The 10,490 athletes expected to take part this year come from 206 nations, making it the biggest ever multi-sport event held in the UK (as a comparison, 4,099 athletes from 59 countries competed in the 1948 London Games)part of the joy of the Olympics is seeing the underdogs triumph and the thrill of witnessing champions crowned from all the world's nations, big and small.
No matter where the competitors hail from – whether it be Afghanistan (six competitors) or Zimbabwe (seven competitors) – London’s multicultural population is sure to be home to a few fellow countrymen, who will undoubtedly be cheering them on in the city’s community centres, bars and cafes. Here are a few places where you can root for the potential champions in the company of their country folk.
Mongolian athletes have had some moments on the podium, but many have been overshadowed by the sporting giants of China and Russia just over the border. Since sending their first team to the Tokyo Olympics in 1964, Mongolian athletes have won 19 medals, including two golds at the 2008 Games in Beijing: men's boxing and judo.
London is home to more than 5,000 people of Mongolian descent, and the Prince of Wales pub near Paddington Station acts as a hub for the city’s Mongolian population. Throughout the year, come in to the pub after 5 pm and a Mongolian chef will be cooking a range of Mongolian meals, including buuz (steamed dumplings) and noodles cooked with beef and greens (.
Who to watch: Mongolia's gold-winning boxer Enkhbatyn Badar-Uugan is out of action with a back injury, but there are athletes taking part in archery, judo and wrestling, a traditional Mongolian strength. Cheer on Tamir Andrei on 31 July in the 100m freestyle – he’ll need all the encouragement he can get as Mongolia has never won a swimming medal. Also make sure to watch Naidangiin Tüvshinbayar on 2 August as he defends his Beijing Games gold medal in judo.
Czech Republic and Slovakia
Czechoslovakia was a Cold War Olympic powerhouse, winning 143 medals over 40 years of summer Olympic Games. Since the Soviet-era state was split into constituent parts in 1993, both the Czech Republic and Slovakia have been successful in canoeing. The Slovakians in particular excel at slalom, a canoeing event that involves river rapids. Today, an estimated 30,000 Czechs and 54,000 Slovakians live in the UK.

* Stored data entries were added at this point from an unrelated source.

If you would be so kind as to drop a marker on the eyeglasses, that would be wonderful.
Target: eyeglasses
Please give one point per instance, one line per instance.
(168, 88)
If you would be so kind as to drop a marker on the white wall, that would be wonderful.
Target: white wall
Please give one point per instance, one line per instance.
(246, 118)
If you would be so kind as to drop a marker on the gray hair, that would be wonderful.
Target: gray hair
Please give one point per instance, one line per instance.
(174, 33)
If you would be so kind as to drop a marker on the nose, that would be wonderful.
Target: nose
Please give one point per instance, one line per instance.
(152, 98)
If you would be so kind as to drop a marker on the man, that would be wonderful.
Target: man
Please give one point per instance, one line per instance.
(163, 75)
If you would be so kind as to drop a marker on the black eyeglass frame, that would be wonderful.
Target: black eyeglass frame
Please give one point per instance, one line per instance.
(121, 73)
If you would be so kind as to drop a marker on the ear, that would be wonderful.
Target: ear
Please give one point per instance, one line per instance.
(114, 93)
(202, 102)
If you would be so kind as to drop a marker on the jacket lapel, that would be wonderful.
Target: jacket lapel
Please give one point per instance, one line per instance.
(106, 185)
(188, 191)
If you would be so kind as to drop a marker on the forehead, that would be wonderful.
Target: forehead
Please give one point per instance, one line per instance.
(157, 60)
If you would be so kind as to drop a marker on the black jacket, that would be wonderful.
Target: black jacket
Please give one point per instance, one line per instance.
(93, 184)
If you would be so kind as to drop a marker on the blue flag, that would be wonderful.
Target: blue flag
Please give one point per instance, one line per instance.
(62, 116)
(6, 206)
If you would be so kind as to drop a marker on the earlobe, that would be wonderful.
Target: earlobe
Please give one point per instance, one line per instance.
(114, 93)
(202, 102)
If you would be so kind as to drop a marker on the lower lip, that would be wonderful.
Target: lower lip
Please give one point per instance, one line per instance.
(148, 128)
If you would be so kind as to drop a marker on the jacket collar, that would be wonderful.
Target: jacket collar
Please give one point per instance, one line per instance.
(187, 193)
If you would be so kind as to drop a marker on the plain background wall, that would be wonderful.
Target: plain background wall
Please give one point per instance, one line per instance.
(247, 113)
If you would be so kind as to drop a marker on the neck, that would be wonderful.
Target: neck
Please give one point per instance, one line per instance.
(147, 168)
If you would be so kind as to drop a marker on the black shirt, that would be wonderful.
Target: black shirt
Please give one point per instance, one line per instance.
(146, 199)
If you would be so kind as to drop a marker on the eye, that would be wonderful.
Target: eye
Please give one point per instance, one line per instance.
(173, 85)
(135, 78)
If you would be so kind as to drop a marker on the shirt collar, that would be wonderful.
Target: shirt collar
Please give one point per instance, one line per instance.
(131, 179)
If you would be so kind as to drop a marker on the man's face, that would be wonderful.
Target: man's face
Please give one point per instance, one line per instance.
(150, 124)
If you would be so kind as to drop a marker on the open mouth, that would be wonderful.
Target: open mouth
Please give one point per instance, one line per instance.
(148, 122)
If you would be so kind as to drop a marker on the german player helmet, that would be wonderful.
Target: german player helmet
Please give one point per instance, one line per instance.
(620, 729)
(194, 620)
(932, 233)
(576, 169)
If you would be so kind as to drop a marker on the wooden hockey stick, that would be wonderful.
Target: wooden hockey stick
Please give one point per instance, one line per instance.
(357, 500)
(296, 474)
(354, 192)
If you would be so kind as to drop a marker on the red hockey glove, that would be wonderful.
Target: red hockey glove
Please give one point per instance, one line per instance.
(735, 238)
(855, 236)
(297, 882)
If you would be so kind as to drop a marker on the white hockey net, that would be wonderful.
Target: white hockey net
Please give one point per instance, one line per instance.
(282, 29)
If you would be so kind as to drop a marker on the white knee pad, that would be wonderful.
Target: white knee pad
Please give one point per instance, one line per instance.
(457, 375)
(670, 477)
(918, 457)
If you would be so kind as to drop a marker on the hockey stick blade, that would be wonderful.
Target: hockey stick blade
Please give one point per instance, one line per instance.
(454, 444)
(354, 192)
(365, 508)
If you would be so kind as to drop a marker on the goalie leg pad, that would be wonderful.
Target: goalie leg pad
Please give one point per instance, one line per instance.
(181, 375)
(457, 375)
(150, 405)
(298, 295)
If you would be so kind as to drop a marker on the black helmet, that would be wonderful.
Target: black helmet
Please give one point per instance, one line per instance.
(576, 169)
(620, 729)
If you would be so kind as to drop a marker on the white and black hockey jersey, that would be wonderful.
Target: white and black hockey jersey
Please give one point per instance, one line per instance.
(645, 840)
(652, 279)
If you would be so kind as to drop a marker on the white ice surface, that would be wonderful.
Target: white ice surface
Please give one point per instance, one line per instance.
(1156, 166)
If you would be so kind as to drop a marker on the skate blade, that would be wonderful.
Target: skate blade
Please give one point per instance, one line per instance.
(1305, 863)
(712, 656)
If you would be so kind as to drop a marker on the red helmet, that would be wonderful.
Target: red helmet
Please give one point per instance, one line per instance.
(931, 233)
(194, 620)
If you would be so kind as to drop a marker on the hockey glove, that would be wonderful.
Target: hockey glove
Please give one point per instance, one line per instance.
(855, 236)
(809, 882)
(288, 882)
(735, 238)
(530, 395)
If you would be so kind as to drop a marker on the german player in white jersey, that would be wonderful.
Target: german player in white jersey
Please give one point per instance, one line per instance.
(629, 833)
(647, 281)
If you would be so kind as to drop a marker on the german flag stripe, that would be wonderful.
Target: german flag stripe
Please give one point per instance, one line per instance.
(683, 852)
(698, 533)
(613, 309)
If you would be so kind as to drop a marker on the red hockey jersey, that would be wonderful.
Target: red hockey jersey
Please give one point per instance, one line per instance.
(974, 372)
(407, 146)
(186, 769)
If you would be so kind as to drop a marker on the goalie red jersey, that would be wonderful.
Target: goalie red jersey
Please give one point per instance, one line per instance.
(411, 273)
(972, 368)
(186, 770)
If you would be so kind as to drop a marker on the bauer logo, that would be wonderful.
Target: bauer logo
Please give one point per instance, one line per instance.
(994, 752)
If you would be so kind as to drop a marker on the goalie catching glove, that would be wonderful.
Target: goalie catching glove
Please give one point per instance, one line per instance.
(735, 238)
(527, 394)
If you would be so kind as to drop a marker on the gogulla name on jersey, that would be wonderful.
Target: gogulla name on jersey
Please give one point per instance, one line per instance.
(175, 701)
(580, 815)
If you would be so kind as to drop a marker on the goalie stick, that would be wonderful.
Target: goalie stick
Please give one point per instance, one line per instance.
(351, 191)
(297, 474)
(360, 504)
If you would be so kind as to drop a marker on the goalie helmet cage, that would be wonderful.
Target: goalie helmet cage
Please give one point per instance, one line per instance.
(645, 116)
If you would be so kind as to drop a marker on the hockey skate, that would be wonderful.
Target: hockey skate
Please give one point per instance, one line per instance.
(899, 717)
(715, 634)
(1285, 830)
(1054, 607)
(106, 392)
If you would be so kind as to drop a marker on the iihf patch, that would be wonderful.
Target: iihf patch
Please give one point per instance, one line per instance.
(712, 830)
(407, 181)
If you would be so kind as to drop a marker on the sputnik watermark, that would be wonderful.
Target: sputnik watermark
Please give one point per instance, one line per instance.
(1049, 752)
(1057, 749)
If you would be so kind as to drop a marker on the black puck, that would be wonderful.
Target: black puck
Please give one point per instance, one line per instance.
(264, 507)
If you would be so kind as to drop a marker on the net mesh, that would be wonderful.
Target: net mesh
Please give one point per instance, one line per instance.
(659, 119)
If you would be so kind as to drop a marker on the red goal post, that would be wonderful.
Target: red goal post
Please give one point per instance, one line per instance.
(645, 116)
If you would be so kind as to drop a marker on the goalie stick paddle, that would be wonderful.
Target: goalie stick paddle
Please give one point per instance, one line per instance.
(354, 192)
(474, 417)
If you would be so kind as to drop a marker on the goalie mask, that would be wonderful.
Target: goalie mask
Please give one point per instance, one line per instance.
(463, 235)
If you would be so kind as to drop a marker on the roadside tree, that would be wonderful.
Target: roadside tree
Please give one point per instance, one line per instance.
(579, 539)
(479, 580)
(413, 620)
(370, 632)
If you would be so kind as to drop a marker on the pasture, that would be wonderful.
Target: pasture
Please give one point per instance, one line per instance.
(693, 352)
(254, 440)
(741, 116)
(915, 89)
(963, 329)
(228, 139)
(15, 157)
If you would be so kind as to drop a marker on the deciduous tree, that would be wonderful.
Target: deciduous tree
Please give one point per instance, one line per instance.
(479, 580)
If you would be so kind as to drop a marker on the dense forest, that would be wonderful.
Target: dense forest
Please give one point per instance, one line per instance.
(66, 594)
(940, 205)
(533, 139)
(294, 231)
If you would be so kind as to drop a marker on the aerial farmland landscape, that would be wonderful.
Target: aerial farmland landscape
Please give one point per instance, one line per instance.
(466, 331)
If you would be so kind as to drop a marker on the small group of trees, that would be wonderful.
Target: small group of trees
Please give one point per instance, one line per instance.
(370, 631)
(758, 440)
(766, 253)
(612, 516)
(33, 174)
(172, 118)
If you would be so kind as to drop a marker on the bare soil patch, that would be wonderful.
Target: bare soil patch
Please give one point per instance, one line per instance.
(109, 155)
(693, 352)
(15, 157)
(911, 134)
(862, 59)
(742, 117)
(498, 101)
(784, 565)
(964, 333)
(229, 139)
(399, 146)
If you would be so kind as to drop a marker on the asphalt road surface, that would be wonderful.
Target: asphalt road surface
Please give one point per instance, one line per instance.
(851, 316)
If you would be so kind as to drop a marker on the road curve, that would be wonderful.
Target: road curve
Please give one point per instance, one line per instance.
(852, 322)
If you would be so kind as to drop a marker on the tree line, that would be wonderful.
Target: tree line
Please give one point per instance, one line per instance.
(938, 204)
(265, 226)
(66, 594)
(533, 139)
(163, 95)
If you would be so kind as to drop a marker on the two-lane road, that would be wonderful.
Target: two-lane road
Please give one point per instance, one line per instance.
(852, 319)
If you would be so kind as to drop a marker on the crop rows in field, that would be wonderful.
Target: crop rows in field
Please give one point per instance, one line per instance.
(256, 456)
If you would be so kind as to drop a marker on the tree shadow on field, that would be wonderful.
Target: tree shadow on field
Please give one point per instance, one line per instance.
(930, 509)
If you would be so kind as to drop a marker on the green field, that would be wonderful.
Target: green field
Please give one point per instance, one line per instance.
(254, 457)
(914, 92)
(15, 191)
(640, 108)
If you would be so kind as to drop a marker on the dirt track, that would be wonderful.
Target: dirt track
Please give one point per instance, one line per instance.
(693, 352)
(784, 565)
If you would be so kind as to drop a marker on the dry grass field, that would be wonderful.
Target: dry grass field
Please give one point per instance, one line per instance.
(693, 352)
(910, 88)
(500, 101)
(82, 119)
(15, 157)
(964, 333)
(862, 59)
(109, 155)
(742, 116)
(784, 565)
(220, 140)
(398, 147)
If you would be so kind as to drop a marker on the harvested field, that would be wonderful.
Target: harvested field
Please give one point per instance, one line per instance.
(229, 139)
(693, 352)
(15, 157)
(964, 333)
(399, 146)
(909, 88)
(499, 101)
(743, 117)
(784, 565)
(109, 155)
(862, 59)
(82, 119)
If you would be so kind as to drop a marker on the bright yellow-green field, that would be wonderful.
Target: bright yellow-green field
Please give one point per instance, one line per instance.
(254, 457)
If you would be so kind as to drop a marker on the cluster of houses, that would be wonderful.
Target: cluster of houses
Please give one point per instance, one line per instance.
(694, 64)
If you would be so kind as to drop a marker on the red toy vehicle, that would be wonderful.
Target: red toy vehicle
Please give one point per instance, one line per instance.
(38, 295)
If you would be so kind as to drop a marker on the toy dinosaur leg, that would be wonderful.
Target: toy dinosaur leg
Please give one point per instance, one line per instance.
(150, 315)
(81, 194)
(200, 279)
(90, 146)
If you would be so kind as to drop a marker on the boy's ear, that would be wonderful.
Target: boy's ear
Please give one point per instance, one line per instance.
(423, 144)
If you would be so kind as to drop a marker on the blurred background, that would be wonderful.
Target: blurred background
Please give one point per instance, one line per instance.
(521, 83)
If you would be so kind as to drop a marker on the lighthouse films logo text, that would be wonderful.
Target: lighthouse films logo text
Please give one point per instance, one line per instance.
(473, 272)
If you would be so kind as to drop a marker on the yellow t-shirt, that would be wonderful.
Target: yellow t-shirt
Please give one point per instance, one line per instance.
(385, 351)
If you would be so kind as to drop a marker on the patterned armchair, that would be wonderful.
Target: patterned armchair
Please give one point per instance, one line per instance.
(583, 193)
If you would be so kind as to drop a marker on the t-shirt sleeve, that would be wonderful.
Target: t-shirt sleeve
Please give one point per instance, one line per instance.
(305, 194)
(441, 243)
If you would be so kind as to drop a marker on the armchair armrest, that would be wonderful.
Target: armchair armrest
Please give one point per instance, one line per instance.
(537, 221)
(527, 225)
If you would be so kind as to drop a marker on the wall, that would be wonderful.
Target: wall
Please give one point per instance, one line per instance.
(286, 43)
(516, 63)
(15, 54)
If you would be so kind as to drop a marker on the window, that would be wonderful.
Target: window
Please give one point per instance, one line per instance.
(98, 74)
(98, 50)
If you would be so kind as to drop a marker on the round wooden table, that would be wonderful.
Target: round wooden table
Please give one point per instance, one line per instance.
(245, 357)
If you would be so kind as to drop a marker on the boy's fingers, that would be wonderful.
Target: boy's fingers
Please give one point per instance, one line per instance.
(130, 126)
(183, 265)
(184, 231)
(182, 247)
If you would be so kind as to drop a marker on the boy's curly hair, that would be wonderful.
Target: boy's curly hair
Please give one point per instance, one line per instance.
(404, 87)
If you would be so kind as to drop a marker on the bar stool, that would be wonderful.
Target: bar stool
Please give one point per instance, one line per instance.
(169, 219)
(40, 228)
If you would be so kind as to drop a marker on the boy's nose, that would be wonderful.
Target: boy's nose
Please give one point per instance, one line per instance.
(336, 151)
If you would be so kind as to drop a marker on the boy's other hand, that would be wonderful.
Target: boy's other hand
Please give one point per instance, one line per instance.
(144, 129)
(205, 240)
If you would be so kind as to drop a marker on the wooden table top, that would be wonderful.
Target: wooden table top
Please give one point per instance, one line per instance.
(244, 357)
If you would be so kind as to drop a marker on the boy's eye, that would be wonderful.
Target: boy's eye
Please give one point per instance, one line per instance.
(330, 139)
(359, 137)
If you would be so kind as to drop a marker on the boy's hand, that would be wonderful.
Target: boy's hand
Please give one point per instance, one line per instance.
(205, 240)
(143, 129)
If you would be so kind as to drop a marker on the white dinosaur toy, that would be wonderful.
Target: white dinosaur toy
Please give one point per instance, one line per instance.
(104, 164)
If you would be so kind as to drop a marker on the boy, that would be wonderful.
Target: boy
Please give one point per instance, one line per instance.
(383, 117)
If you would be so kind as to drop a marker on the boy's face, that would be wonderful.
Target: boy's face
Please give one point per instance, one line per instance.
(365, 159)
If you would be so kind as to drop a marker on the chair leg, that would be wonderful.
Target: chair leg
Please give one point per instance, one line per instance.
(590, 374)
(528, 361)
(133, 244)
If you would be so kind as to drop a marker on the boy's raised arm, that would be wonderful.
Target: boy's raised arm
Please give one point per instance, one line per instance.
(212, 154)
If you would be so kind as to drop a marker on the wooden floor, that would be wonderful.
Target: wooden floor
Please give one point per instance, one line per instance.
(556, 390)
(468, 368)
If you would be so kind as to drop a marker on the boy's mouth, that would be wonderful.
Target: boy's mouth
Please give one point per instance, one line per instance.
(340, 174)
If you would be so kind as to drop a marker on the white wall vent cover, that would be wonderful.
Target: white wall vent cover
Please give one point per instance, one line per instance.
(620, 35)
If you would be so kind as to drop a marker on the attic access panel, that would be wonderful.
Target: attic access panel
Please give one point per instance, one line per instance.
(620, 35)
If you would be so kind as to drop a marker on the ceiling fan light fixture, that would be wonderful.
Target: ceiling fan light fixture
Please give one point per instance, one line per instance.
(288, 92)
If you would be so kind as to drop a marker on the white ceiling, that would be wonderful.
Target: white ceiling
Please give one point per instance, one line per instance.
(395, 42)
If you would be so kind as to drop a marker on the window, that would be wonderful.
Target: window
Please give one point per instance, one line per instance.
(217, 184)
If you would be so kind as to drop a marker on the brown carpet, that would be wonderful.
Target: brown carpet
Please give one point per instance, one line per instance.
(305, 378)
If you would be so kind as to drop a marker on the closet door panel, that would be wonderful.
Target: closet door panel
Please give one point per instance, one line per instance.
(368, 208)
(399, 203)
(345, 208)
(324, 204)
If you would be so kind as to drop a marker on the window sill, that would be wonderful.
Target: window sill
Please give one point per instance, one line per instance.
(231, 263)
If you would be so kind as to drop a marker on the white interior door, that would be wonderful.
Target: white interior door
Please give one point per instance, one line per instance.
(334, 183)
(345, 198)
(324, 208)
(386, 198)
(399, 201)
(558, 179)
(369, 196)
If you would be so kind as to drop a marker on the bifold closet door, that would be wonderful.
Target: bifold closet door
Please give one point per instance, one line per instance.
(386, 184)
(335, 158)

A few Tube stops north of St John's Wood, where the archery competitions will take place at Lord's cricket ground, is Czech and Slovak House in West Hampstead, a slice of Brno and Cesky Krumlov on a pleasant north London street. Czechoslovakian veterans bought the house in 1946 after serving in World War II. The decor seems to have changed little since then, but the restaurant serves rib-sticking MittelEuropean food such as goulash, schnitzel and roast goose to soak up the likes of Gambrinus and Budvar lager. The house's rough-and-ready drinking rooms should also be an entertaining spot to watch these two nations' athletes do their best.
Who to watch: Barbora Špotáková (Czech Republic) won gold in the javelin in 2008, and is expected to do the same this year on 9 August. Slovakian cyclist Peter Sagan may be one to watch in the London sprint race on 28 July after this year’s Tour de France, in which he won two stages and topped the race's points classification.
Just two athletes are making the trip to London to represent Somalia, which is still struggling to return to normality after decades of conflict. But at least 70,000 people of Somalian descent are thought to live in and around London.
In west London -- a long way from the stadiums of Stratford – is the Food Palace, a Somali cafe and meeting place in Acton. Nearby is The Village restaurant in Hammersmith, another hub for Somali locals. The vast majority of Somalis are Muslim and therefore do not drink alcohol, so a restaurant is your best bet for watching the athletes alongside other Somalis.